The efforts for re-construction have failed to a great extent. This is partly down to the NATO countries failure to implement it, and partly due to the massive amount of corruption that is constantly complained about by the Afghan people. It wasn't until around 2006, 5 years after the invasion, that the security situation became much worse, and it appears to be going further in that direction.
There are other factors to. The forcible iradication of poppy cultivation has in fact strengthened the insurgency that protects these fields in exchange for payment. This further weakens the government in the reach of their control. Its such a mess really, but it needn't have come to this.
Even in provinces directly surrounding Kabul, the Taliban are in charge.

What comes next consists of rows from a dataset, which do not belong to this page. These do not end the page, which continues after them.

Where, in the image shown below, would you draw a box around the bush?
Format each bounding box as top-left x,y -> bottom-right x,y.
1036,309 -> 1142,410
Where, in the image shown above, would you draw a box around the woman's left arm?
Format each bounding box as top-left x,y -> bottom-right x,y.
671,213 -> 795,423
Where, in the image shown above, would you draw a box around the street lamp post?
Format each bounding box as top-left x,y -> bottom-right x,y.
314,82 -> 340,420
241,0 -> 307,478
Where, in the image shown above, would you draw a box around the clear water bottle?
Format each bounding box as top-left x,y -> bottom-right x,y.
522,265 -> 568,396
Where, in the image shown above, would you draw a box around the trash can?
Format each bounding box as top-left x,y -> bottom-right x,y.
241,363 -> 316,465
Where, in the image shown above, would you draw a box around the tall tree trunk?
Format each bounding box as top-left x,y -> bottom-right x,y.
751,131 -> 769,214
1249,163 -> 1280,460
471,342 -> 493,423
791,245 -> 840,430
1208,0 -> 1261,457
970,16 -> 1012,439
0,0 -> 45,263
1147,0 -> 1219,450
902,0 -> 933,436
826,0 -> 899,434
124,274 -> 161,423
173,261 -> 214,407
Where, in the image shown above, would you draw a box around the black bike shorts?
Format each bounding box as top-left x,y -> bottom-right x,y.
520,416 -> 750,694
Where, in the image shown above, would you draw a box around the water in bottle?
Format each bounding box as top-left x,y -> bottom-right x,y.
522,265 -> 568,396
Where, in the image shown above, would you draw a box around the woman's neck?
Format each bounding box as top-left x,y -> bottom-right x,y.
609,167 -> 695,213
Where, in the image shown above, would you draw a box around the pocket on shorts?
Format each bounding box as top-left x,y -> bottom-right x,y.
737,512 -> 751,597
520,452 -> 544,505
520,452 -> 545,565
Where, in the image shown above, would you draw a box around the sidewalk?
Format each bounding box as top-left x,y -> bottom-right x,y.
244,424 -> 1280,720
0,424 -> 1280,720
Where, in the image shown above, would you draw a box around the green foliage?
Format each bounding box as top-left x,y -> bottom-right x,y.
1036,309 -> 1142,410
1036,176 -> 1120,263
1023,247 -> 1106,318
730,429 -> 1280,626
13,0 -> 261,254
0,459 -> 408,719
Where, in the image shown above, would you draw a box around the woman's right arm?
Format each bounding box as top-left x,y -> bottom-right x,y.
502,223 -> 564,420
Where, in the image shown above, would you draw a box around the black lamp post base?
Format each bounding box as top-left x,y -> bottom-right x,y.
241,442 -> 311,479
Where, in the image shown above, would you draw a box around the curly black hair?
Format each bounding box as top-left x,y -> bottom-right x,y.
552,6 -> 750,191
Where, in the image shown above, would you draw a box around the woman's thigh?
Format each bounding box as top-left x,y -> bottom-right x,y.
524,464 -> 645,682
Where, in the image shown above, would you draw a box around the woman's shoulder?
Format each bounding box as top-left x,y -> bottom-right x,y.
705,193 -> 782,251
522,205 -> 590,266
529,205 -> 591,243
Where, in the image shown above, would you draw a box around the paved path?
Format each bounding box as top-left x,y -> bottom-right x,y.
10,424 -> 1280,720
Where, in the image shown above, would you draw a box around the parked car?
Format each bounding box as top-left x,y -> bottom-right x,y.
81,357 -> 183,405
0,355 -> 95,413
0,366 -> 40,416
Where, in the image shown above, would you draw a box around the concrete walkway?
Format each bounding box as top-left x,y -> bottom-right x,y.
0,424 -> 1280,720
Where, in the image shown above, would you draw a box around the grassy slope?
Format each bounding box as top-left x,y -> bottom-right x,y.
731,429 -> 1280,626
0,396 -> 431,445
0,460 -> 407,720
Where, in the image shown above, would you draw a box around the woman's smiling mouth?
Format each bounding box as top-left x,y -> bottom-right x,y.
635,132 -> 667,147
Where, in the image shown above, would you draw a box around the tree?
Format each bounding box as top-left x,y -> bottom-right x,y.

They do at least provide some form of security and functioning government.
http://www.uruknet.info/?p=m48126&hd=&size=1&l=e
I don't see how the insurgency can be beaten having come to this stage. Brigadier Carleton-Smith, the outgoing senior British commander in Afghanistan said recently:
I was told by someone who knows a bit more than me:
'I have no doubt at all that the very word Taliban is a deep inaccuracy. In reality the resistance/insurgent forces are made up of a variety of different factions, from what I can tell these fall into 4 different categories,
1) Old Taliban government forces committed to Deobandist Islam
2) Gulbuddin Hekmatyar's forces in the East - Nurangahar, Kunar, Nooristan and across the border in Mahmond Agency and perhaps North Waziristan
3) Jallludin's Haqqani's forces in Khost, Paktika, Paktia provinces and in South Waziristan (perhaps Tank agency too)
4) General Pashtun tribal forces who are not closely aligned with any of the above but who have decided to resist the occupation; this is where much of the drug money comes from
The Taliban and Haqqani's forces are the most aggressive of these, but if Hekmatyar ever decides to go full throttle (he has tens of thousands of men) rather than partial then it will be the equivalent of the Mehdi Army rising up, i.e. NATO/US forces will be in a whole heap of trouble.
However, for the sake of the propaganda they always refer to the 4 factions as being Taliban or neo-Taliban, which is not really accurate and clearly just a phrase designed to make westerners comfortable with the concept of there being an enemy which MUST be fought.
Notice I do not place Al-Qaeda in the list as they are (apart from never really existing as such anyway) mostly confined to FATA agencies and have little or no operation in Afghanistan - and even in NWFP mostly they are not Al-Qaeda as much as Islamic Movement of Uzbekistan - plus a few Chechens.'
How accurate it is to say that the insurgency we are fighting in Helmand is actual Taliban I am not sure. It is clear however that Helmand is one of the main areas of opium cultivation.